Припомнить было что. Старший брат приковылял со Старого рынка... Протез ему так и не выдали, кто-то поживился за его счет. Да если бы и выдали брату протез, он бы давно обменял его на «ширево». Он был конченый, мой старший брат, — красные белки глаз, расслабленная походка: я наркомана вижу за три квартала. Посмотришь в их расширенные зрачки и точно увидишь бездонный океан — глаза ничего не выражают, все чувства заглушены, все мысли заглушены, человек спрятался в себе, как большая светящаяся улитка в раковину. Брат был страшен по утрам. Он вставал опустошенный, злой, как старый шакал, безжалостный, как голодный крокодил, отвратительный, как больной проказой огненный дракон. Для старшего брата не существовало ни матери, ни меня, младшего брата, для него ничего не существовало, кроме маленькой ампулы с белой жидкостью. Он не мог ни есть, ни пить, он не мог дышать... Задыхался, потный и жалкий, и в то же время страшный, как направленный в грудь ствол автомата. Он искал дрожащей, иссушенной рукой шприц. Шприц грязный, ржавая, тупая игла... Он отламывал головку у ампулы... Я на всю жизнь пропитался этим характерным похрустыванием стекла, точно скрипели суставы ревматика. Он погружал в ампулу вонючую тупую иглу, он выжимал каждую каплю. Он колол себя в ногу, в мышцу, без всякой дезинфекции, а если на нем были брюки, прямо сквозь штанину. У него уже появились незаживающие язвы. После укола он замирал, точно прислушивался к чему-то внутри себя, вздыхал с облегчением, не торопясь прятал в коробок из-под китайской туши шприц с иглой, виновато улыбался, и казалось, что он вновь стал таким, каким был до армии, до того, как его схватили во время облавы, одели в солдатскую форму и бросили на растерзание американским сержантам-инструкторам.
— Мама, — говорил он. — Ты не плачь. Я отвыкну... У меня очень болела нога, пальцы на ногах. — И он показывал на култышку. — Мне обещали сегодня работу... Я буду работать. Мы еще заживем, и ты перестанешь вязать цветы...
Мама изготовляла искусственные цветы из обрывков проволоки, цветной бумаги и лоскутков бархата. Она была большая мастерица, наша мама, ее цветы были даже лучше, чем живые... Но теперь она слепла от слез, и цветы у нее получались грубыми и как будто мятыми. И она не зарабатывала даже трети тех пиастров, которые получала когда-то за свою работу.
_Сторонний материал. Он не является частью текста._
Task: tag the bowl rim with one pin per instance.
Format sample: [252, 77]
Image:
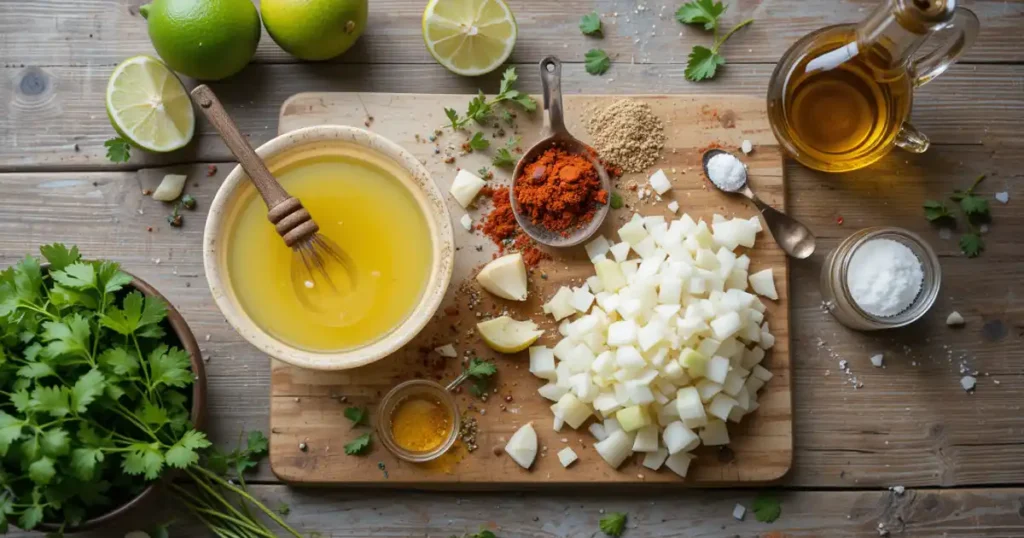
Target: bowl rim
[435, 211]
[198, 413]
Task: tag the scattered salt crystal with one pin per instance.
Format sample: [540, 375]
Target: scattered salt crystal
[954, 318]
[885, 277]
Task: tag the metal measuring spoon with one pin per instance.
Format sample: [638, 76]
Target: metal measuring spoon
[796, 239]
[553, 132]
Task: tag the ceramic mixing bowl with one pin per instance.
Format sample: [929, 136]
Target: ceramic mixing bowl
[311, 141]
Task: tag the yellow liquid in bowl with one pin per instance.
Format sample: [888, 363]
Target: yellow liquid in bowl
[372, 216]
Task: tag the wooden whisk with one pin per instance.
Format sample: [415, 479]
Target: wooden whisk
[292, 221]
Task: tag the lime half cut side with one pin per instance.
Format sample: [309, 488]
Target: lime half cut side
[469, 37]
[148, 106]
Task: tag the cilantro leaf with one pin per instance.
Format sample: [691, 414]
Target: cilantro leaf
[935, 210]
[120, 361]
[596, 61]
[10, 430]
[68, 337]
[86, 389]
[766, 507]
[83, 462]
[183, 453]
[42, 470]
[52, 400]
[479, 109]
[169, 367]
[590, 24]
[59, 256]
[453, 117]
[143, 458]
[480, 368]
[702, 64]
[118, 150]
[700, 11]
[504, 159]
[78, 276]
[358, 445]
[974, 205]
[615, 201]
[508, 79]
[356, 414]
[972, 245]
[612, 524]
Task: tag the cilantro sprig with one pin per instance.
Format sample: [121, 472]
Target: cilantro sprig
[98, 399]
[975, 209]
[704, 61]
[612, 524]
[118, 150]
[480, 109]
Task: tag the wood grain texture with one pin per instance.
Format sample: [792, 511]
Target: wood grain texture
[910, 423]
[105, 32]
[916, 513]
[304, 406]
[972, 105]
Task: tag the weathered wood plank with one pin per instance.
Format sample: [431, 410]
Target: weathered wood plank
[105, 32]
[908, 424]
[968, 105]
[963, 513]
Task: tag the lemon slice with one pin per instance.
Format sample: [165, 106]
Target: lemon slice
[148, 106]
[507, 335]
[469, 37]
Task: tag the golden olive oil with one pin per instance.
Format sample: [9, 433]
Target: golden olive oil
[372, 216]
[842, 108]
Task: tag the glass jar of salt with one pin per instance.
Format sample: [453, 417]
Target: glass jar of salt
[881, 278]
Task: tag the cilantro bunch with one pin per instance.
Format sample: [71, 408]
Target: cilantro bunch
[96, 392]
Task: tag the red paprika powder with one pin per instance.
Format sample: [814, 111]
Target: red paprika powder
[559, 191]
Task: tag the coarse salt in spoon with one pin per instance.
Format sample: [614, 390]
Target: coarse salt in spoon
[728, 173]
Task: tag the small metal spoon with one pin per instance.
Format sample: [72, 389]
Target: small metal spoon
[796, 239]
[554, 131]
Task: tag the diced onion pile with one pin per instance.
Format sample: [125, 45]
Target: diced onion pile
[664, 349]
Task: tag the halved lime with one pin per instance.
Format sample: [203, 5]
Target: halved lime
[469, 37]
[148, 106]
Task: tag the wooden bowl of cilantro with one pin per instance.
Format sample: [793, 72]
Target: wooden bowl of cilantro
[104, 391]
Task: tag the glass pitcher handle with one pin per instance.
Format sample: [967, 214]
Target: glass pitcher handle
[965, 27]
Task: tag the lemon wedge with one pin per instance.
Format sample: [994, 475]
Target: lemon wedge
[507, 335]
[469, 37]
[148, 106]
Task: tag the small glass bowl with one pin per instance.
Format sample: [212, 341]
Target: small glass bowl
[836, 290]
[402, 391]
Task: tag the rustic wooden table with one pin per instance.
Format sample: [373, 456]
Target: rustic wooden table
[958, 455]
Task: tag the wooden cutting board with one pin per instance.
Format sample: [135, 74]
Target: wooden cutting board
[308, 428]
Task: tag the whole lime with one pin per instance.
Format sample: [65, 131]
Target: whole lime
[314, 29]
[204, 39]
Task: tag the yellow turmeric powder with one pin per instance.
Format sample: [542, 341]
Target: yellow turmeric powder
[420, 424]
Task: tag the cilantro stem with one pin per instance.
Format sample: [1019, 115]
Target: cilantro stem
[270, 513]
[719, 42]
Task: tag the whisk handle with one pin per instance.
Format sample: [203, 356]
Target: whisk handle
[267, 185]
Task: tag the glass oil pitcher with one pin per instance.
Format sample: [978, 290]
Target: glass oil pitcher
[840, 97]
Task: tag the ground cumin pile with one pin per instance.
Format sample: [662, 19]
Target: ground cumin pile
[627, 133]
[559, 191]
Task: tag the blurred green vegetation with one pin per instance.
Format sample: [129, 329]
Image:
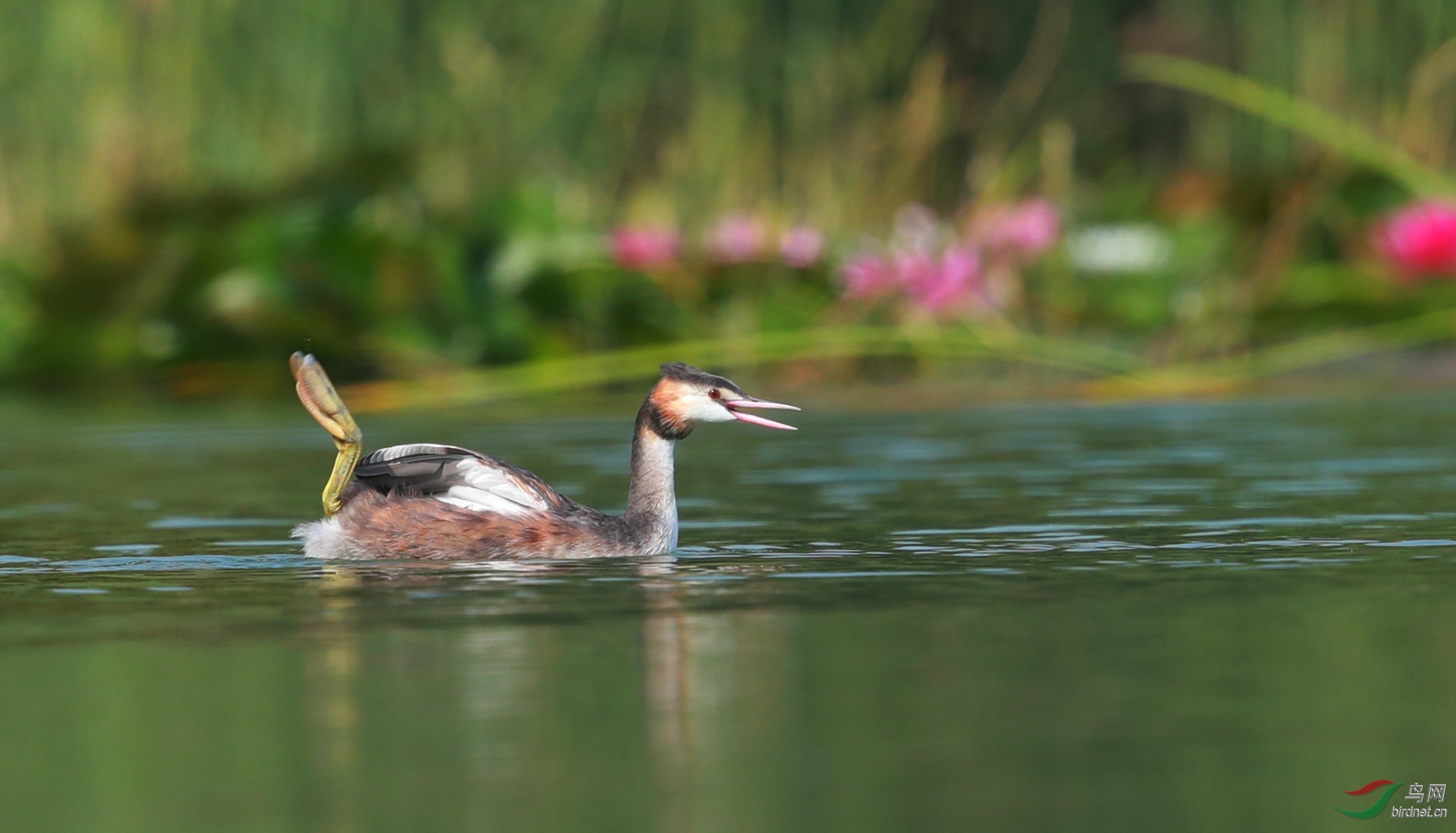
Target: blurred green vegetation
[191, 189]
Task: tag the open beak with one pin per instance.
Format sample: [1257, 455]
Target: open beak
[733, 405]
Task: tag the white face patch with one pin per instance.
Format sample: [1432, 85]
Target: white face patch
[693, 404]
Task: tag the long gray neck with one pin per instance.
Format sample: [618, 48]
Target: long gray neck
[651, 518]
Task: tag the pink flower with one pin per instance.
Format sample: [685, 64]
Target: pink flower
[737, 239]
[644, 247]
[1420, 241]
[1026, 230]
[937, 285]
[866, 277]
[801, 247]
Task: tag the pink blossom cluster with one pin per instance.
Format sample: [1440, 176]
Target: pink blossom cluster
[942, 273]
[1420, 241]
[733, 239]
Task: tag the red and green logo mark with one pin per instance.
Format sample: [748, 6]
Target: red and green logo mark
[1379, 803]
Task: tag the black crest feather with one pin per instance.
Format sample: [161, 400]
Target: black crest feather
[679, 372]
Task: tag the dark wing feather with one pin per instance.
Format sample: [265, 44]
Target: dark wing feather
[459, 476]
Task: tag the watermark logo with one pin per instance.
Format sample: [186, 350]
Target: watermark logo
[1417, 793]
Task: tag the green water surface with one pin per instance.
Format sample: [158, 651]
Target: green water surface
[1175, 616]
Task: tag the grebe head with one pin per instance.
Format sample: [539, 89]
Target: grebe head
[686, 396]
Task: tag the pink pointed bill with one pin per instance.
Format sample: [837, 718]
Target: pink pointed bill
[735, 404]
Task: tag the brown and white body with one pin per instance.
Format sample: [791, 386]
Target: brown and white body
[447, 503]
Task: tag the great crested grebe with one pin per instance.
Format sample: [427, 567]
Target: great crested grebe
[447, 503]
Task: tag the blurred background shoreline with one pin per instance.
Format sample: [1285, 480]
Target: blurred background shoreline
[462, 200]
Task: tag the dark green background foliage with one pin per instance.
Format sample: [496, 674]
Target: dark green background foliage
[415, 185]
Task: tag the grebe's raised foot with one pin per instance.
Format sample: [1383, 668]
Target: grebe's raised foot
[447, 503]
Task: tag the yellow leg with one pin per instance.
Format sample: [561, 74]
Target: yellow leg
[320, 398]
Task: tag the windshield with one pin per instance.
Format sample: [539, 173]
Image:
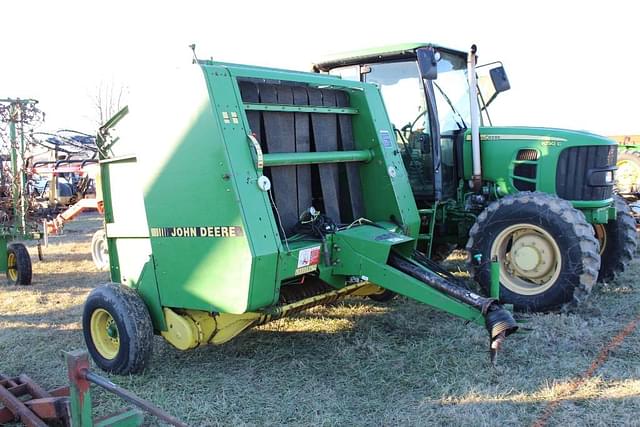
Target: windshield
[403, 91]
[452, 93]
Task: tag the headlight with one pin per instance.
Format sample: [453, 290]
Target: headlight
[609, 177]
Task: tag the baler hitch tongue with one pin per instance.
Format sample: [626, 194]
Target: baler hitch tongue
[498, 320]
[500, 324]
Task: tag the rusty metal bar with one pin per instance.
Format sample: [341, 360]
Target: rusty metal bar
[35, 390]
[132, 398]
[50, 408]
[19, 409]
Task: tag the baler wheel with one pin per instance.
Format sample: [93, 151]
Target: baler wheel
[100, 250]
[547, 251]
[117, 329]
[618, 241]
[18, 264]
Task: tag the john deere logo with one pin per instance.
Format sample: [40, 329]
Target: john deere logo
[206, 231]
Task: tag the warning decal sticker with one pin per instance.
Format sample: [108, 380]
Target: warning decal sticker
[309, 256]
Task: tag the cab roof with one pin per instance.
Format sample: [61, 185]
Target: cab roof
[376, 54]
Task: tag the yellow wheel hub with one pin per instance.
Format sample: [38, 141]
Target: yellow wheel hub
[12, 267]
[104, 333]
[530, 260]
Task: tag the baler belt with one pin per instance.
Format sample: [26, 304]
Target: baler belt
[303, 145]
[347, 143]
[249, 93]
[325, 136]
[280, 138]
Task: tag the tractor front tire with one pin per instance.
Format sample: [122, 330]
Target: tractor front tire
[117, 329]
[618, 241]
[546, 249]
[19, 270]
[100, 250]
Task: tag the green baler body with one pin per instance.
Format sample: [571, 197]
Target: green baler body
[188, 224]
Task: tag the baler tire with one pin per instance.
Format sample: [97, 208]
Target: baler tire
[618, 241]
[544, 219]
[632, 158]
[100, 250]
[127, 349]
[384, 296]
[19, 269]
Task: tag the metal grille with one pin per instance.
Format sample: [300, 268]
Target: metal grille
[574, 167]
[528, 154]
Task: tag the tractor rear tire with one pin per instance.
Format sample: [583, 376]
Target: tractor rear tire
[100, 250]
[19, 270]
[618, 241]
[117, 329]
[547, 251]
[628, 173]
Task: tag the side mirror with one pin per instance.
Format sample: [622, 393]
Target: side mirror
[499, 79]
[427, 63]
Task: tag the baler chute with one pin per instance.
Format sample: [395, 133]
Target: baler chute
[281, 191]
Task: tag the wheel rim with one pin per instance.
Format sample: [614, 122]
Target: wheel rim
[627, 175]
[601, 235]
[104, 333]
[12, 267]
[530, 259]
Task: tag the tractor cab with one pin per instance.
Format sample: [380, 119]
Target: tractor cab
[426, 93]
[471, 179]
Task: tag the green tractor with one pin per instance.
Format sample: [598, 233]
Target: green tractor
[540, 201]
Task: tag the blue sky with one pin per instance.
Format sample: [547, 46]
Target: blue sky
[570, 64]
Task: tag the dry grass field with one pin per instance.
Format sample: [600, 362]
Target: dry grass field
[353, 363]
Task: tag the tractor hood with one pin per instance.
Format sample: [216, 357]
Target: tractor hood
[542, 135]
[575, 165]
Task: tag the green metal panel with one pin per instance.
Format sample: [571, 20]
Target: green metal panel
[499, 147]
[3, 253]
[298, 109]
[282, 159]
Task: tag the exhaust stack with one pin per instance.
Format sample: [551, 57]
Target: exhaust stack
[476, 177]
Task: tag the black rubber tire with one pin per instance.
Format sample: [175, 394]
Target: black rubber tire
[574, 236]
[384, 296]
[633, 157]
[23, 271]
[621, 241]
[133, 322]
[100, 250]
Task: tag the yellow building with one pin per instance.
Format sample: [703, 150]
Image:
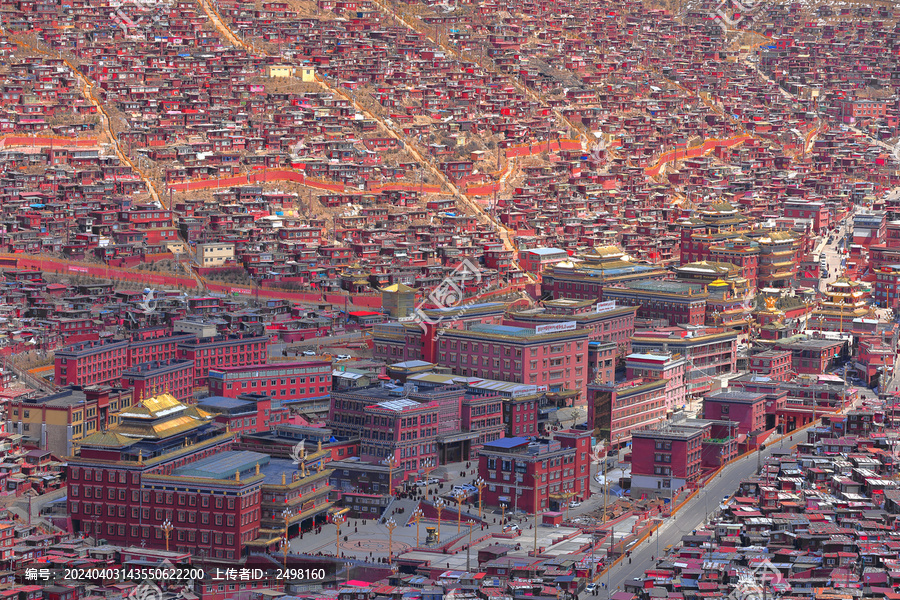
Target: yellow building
[399, 300]
[57, 421]
[307, 74]
[279, 71]
[214, 254]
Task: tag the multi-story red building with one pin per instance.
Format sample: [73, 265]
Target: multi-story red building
[174, 376]
[90, 363]
[747, 410]
[774, 364]
[742, 253]
[155, 348]
[604, 321]
[397, 342]
[709, 351]
[284, 381]
[540, 474]
[616, 410]
[887, 286]
[666, 459]
[814, 213]
[676, 302]
[421, 426]
[552, 355]
[246, 413]
[235, 350]
[660, 365]
[165, 461]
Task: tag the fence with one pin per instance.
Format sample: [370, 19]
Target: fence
[706, 147]
[47, 140]
[300, 178]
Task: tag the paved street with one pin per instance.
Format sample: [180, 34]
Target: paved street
[688, 518]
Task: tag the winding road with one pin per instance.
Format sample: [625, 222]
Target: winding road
[689, 517]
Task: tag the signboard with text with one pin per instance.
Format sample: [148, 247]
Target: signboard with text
[554, 327]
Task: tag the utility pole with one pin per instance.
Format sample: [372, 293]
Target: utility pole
[536, 510]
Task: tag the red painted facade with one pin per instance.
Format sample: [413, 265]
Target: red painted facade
[560, 467]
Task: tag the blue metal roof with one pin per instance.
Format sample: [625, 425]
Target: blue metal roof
[507, 443]
[222, 402]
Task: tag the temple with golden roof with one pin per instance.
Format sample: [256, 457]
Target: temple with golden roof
[845, 301]
[168, 476]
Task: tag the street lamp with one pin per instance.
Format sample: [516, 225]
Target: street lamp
[167, 528]
[338, 521]
[417, 516]
[391, 524]
[439, 506]
[480, 484]
[391, 463]
[536, 508]
[471, 524]
[458, 495]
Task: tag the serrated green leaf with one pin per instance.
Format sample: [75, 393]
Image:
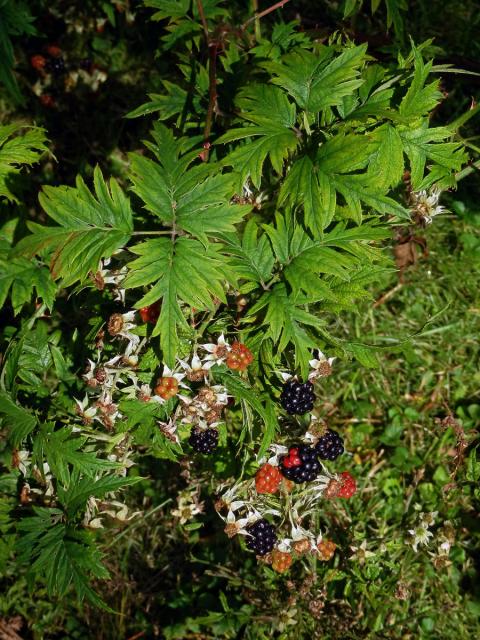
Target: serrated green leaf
[319, 81]
[18, 150]
[423, 144]
[21, 276]
[271, 132]
[188, 198]
[420, 99]
[61, 554]
[180, 271]
[19, 422]
[91, 227]
[62, 449]
[253, 257]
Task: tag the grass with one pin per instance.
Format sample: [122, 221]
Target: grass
[172, 580]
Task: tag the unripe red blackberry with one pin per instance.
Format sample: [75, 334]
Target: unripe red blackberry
[239, 357]
[326, 549]
[166, 387]
[38, 62]
[301, 464]
[150, 313]
[349, 485]
[268, 479]
[330, 445]
[203, 440]
[297, 397]
[281, 561]
[262, 537]
[55, 65]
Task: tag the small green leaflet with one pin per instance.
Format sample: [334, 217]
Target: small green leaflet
[62, 554]
[19, 422]
[307, 187]
[18, 150]
[253, 259]
[263, 406]
[285, 322]
[183, 270]
[91, 227]
[20, 276]
[166, 105]
[62, 449]
[81, 488]
[420, 99]
[319, 81]
[272, 129]
[422, 144]
[188, 198]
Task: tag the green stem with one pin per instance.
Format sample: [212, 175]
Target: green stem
[467, 171]
[152, 233]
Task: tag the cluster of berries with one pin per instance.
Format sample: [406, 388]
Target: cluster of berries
[301, 464]
[262, 538]
[56, 75]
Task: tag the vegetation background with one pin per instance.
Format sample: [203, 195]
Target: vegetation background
[411, 424]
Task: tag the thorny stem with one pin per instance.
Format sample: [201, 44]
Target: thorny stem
[203, 19]
[467, 171]
[151, 233]
[258, 30]
[257, 16]
[212, 93]
[212, 80]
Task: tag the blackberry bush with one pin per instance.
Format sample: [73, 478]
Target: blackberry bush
[301, 464]
[203, 440]
[225, 251]
[261, 537]
[329, 445]
[297, 397]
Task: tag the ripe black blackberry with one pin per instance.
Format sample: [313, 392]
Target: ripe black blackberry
[330, 445]
[55, 65]
[301, 464]
[203, 440]
[262, 538]
[297, 397]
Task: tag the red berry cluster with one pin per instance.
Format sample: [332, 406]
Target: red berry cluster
[293, 459]
[268, 479]
[239, 357]
[281, 560]
[348, 485]
[166, 387]
[326, 549]
[151, 313]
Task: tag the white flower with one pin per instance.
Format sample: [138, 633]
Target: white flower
[121, 325]
[196, 369]
[234, 526]
[278, 451]
[428, 519]
[217, 351]
[84, 411]
[361, 553]
[420, 535]
[321, 365]
[23, 461]
[425, 204]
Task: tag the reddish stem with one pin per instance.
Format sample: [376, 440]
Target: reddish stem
[257, 16]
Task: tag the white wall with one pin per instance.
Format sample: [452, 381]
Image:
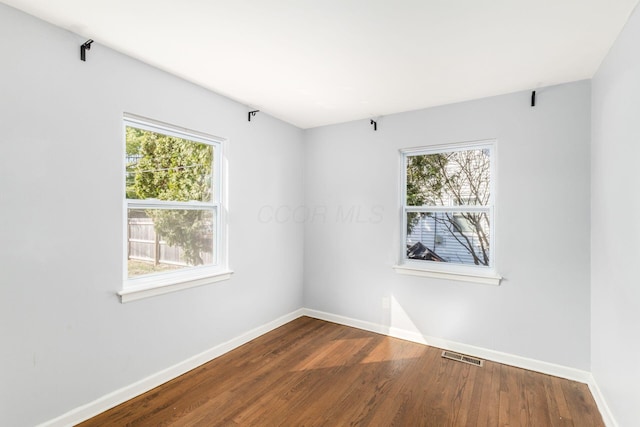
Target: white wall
[541, 310]
[66, 338]
[615, 207]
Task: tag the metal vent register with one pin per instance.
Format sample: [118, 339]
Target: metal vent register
[462, 358]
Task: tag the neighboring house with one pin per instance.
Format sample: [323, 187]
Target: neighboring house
[441, 244]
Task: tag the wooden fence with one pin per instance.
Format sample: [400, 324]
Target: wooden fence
[144, 244]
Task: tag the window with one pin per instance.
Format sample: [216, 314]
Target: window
[174, 210]
[447, 212]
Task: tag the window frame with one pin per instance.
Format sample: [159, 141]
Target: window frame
[452, 271]
[164, 282]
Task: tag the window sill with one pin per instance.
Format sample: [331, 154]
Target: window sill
[482, 277]
[160, 287]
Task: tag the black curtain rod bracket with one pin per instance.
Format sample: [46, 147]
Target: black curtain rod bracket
[84, 48]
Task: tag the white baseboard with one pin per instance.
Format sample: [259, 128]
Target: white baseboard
[605, 411]
[483, 353]
[117, 397]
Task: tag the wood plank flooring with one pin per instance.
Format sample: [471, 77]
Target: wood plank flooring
[315, 373]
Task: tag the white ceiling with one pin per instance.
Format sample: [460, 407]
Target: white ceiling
[318, 62]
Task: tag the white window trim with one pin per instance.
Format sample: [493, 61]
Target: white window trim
[158, 284]
[459, 272]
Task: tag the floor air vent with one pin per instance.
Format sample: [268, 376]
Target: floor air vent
[462, 358]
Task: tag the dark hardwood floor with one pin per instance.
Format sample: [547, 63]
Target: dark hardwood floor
[314, 373]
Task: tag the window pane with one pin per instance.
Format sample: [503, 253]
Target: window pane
[455, 178]
[453, 237]
[169, 239]
[165, 167]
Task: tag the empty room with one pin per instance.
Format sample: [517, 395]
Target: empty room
[337, 212]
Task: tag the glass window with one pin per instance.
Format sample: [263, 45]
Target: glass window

Мы знали, что старший брат врет и верит в свое вранье. Он почти бредил, потому что реальной жизни для него не существовало — для него существовал лишь страх, что через пять часов потребуется новая ампула, которую он обязательно должен достать, непременно раздобыть, иначе начнутся муки, его начнет ломать. Невыносимо было глядеть, когда его ломало. Он покрывался потом, без наркотика его организм не воспринимал даже воду, не то что рис или мясо... Он задыхался. Он орал на нас. Он был тираном и проклятием, был нашим страданием и позором. Если бы он был один такой на весь Сайгон!.. Они, наркоманы, собирались около кинотеатра «Белый лебедь». Там у них было место сбора: американских солдат и наших — женщин, мужчин, девушек и молодых парнишек. У них были свои законы, своя жизнь, жуткая и туманная, полная грез, разделенная четким ритмом поисков новой порции «счастья»... Другого для них не существовало, для них границей времени была ампула и поиск новой ампулы.
Так вот, мой старший брат приковылял с базара, вызвал меня во двор и сказал:
— Уматывайся поскорее... Немедленно. Сейчас за тобой придут. На «джипе» — полиция. Хватают тех, кто торговал медикаментами. Гнилушка Тхе скрылся, свалил все на тебя и на других «козявок». Бери куртку. Деньги есть? Поезжай на старые склады, спроси одноглазого по кличке Виски. Скажи, что ты мой брат, он тебя спрячет...
И Виски спрятал — я оказался на странном острове. Интересно, сколько они с братом получили за меня? Продали меня в рабство. На старшего брата я не обижаюсь — он старший брат, а вот одноглазый... Мне не хотелось, чтобы он зарабатывал на мне.